Zuallererst wollen wir sichergehen, dass wir alle verstehen, wovon wir reden. »Marketing-Funnel« ist eigentlich nur ein Fancy-Wort für drei Dinge:
- Potenzielle Kund*innen auf dich aufmerksam machen (Top of the Funnel)
- Potenzielle Kund*innen von deinem Angebot überzeugen (Middle of the Funnel)
- Den Verkauf abschließen (Bottom of the Funnel)
Mehr macht man im Inbound-Marketing eigentlich nicht.
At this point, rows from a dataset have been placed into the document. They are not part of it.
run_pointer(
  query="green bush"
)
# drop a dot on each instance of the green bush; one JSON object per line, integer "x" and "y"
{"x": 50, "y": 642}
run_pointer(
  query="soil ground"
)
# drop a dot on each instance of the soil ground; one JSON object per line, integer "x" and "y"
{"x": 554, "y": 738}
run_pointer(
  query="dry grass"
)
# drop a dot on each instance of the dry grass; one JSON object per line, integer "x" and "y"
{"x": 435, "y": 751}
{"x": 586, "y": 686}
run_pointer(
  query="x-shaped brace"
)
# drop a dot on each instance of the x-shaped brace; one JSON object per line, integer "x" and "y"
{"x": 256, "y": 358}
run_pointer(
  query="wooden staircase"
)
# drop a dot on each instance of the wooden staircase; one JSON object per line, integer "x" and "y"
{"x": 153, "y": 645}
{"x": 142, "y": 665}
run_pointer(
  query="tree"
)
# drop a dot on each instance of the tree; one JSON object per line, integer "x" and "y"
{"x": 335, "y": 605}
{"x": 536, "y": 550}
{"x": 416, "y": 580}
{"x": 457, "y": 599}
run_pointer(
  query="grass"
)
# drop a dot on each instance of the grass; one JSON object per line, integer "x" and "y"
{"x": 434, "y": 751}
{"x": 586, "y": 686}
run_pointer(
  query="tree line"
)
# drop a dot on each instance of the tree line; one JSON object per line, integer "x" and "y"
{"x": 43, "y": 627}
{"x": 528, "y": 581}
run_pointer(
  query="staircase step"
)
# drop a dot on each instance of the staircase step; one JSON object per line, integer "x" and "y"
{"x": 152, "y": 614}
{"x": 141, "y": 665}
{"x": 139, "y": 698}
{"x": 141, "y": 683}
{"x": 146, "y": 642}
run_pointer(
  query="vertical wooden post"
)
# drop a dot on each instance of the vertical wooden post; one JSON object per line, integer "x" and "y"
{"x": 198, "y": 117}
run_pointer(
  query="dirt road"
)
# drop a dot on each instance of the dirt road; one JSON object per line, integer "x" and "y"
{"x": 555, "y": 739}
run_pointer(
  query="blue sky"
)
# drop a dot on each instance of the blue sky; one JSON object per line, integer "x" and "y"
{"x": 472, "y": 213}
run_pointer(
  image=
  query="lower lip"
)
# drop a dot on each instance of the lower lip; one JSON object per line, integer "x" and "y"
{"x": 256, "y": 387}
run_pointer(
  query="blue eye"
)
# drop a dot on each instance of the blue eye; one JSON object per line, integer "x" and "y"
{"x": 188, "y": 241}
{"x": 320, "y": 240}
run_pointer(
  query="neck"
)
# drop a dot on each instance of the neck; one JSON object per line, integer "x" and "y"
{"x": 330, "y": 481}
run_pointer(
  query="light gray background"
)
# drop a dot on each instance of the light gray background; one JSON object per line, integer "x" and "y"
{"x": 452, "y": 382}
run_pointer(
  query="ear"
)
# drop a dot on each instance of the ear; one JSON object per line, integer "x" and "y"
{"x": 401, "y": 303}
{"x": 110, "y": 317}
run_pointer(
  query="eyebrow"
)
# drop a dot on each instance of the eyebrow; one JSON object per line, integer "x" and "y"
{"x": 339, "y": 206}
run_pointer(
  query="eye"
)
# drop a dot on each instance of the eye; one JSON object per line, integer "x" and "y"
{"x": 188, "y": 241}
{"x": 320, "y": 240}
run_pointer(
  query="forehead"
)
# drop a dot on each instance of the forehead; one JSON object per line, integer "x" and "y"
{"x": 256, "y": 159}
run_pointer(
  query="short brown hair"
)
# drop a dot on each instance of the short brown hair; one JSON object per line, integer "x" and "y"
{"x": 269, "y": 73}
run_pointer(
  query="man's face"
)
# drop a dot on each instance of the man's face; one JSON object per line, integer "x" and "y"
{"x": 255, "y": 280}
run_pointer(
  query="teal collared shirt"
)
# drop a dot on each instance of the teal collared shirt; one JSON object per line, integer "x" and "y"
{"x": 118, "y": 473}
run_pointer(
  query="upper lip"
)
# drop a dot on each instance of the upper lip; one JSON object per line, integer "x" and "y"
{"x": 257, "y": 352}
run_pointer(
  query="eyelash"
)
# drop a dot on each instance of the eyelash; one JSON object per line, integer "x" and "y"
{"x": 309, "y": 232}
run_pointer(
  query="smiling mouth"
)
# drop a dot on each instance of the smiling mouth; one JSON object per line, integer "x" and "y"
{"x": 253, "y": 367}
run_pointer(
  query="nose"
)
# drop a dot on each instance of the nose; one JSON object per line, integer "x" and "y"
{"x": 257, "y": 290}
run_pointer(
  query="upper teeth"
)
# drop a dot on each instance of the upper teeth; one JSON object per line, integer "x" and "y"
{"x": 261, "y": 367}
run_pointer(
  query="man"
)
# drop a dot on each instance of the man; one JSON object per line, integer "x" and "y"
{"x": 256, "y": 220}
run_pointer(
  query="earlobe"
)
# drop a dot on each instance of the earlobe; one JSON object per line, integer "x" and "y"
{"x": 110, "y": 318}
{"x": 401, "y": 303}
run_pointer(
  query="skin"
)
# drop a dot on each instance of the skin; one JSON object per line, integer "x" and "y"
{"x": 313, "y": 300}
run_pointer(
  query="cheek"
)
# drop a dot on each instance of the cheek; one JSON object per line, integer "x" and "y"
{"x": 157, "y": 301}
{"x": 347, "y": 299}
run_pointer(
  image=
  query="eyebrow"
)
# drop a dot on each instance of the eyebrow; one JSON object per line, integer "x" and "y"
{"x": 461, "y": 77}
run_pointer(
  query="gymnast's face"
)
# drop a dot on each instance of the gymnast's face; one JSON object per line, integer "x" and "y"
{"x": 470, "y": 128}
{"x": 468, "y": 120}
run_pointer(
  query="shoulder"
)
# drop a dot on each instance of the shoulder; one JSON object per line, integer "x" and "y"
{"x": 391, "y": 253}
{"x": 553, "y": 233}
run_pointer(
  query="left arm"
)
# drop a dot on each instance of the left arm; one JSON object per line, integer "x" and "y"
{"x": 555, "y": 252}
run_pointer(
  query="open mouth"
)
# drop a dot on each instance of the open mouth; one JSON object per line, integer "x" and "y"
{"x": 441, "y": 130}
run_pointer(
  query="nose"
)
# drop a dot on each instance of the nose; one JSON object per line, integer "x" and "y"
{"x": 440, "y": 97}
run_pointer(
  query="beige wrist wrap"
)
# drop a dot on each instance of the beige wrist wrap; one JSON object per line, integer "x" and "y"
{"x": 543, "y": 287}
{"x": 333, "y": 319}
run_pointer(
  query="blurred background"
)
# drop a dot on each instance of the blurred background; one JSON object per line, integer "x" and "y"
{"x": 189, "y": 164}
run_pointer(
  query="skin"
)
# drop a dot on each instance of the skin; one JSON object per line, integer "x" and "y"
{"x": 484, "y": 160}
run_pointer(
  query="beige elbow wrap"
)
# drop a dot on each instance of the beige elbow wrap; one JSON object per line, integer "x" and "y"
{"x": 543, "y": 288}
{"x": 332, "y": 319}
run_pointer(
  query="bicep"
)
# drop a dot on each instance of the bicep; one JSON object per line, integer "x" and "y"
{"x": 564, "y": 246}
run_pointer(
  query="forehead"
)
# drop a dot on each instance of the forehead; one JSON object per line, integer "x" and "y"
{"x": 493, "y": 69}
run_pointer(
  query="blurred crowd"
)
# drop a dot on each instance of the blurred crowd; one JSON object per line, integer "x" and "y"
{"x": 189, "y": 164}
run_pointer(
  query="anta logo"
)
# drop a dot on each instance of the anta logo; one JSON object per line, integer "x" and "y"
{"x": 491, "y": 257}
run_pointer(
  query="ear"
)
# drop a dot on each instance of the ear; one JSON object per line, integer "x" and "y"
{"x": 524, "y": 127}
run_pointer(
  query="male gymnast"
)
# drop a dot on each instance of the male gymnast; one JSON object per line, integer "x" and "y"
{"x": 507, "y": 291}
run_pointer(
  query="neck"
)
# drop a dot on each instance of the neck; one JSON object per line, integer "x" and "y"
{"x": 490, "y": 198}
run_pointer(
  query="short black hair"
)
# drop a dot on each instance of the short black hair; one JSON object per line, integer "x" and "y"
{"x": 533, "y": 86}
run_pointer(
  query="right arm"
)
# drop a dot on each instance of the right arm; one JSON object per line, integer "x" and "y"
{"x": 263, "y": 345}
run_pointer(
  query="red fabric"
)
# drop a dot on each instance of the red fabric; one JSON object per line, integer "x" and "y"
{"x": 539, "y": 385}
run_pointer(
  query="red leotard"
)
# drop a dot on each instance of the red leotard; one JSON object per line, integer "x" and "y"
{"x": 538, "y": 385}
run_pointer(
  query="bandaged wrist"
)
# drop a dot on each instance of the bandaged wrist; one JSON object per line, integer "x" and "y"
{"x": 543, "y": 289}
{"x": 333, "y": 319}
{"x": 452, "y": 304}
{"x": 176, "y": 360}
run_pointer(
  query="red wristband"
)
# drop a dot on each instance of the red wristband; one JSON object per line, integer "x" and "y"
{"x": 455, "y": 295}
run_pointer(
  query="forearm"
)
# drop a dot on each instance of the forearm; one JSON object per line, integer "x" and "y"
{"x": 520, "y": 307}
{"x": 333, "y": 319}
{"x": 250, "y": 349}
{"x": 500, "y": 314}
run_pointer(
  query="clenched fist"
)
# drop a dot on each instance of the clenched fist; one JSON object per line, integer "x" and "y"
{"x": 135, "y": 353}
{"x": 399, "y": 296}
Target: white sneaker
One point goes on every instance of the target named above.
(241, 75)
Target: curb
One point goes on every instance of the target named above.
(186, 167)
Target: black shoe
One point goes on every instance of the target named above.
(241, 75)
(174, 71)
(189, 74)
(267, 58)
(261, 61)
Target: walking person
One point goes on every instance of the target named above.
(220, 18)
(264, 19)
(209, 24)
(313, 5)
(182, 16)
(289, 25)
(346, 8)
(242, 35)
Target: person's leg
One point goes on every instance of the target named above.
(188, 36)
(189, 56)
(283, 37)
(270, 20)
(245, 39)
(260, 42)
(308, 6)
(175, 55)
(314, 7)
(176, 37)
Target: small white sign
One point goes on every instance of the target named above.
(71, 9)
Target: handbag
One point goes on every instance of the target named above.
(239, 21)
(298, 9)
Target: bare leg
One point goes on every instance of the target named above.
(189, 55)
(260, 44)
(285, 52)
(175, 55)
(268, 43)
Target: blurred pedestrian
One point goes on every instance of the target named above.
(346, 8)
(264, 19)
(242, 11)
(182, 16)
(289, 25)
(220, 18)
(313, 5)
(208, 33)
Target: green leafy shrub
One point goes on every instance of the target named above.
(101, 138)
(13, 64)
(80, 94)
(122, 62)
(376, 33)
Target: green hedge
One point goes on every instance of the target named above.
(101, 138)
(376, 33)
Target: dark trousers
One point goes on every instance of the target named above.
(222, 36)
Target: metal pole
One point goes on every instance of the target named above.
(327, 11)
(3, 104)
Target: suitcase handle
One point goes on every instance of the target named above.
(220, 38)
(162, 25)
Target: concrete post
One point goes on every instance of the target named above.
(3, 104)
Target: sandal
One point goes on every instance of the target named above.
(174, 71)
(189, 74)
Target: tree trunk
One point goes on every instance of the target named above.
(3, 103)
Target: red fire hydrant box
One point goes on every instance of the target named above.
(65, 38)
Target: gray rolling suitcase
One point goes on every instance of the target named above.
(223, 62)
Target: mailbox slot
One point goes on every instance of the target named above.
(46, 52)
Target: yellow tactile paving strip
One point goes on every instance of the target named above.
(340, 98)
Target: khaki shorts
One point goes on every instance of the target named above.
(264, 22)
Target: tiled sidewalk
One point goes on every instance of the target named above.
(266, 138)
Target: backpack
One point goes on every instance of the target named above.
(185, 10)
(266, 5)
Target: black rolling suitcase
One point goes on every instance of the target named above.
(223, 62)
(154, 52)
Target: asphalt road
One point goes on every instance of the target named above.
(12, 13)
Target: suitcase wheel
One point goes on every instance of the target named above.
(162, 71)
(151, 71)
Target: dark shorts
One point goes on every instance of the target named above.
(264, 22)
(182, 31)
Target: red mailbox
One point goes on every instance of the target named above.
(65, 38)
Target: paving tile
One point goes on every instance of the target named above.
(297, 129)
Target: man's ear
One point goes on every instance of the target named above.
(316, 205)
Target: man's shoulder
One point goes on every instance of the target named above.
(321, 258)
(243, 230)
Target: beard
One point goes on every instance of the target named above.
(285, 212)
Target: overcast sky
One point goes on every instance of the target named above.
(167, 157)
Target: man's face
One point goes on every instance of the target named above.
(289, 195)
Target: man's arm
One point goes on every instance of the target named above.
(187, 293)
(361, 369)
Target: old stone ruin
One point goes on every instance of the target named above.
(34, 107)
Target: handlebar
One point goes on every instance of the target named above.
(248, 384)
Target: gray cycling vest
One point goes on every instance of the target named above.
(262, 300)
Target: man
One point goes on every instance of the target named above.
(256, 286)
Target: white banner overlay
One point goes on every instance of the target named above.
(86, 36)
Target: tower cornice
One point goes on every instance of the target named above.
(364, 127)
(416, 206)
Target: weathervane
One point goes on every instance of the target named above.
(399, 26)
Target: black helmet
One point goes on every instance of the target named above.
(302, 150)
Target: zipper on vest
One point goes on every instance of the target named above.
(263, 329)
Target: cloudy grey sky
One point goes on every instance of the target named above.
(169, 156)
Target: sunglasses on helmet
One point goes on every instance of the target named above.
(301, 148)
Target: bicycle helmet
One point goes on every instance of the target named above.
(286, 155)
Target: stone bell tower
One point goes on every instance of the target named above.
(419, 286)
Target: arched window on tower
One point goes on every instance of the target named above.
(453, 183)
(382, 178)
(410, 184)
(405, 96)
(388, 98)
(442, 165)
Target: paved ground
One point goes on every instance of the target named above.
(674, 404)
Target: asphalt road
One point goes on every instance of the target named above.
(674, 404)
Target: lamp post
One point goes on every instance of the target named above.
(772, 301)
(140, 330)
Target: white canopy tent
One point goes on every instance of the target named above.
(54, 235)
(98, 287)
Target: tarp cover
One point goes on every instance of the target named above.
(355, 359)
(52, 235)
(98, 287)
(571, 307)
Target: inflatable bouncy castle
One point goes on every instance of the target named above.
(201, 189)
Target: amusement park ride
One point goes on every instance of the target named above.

Je nach Größe der Firma und Komplexität des Angebots kann ein solcher Funnel allerdings sehr umfangreich werden. Dann jagt man einen potenziellen Kunden vielleicht durch 10 bis 15 Funnel-Schritte, bis er tatsächlich kaufbereit ist.
Für Selbstständige und kleine Firmen (bis sagen wir mal 500 000 Jahresumsatz) reichen aber 3–4 Schritte aus, um Leads zu generieren.
Schritt 1: Wie du potenzielle Kunden auf dich aufmerksam machst.
Um etwas zu verkaufen, müssen Leute erst mal wissen, dass es dich und dein Angebot gibt und was dich besonders macht.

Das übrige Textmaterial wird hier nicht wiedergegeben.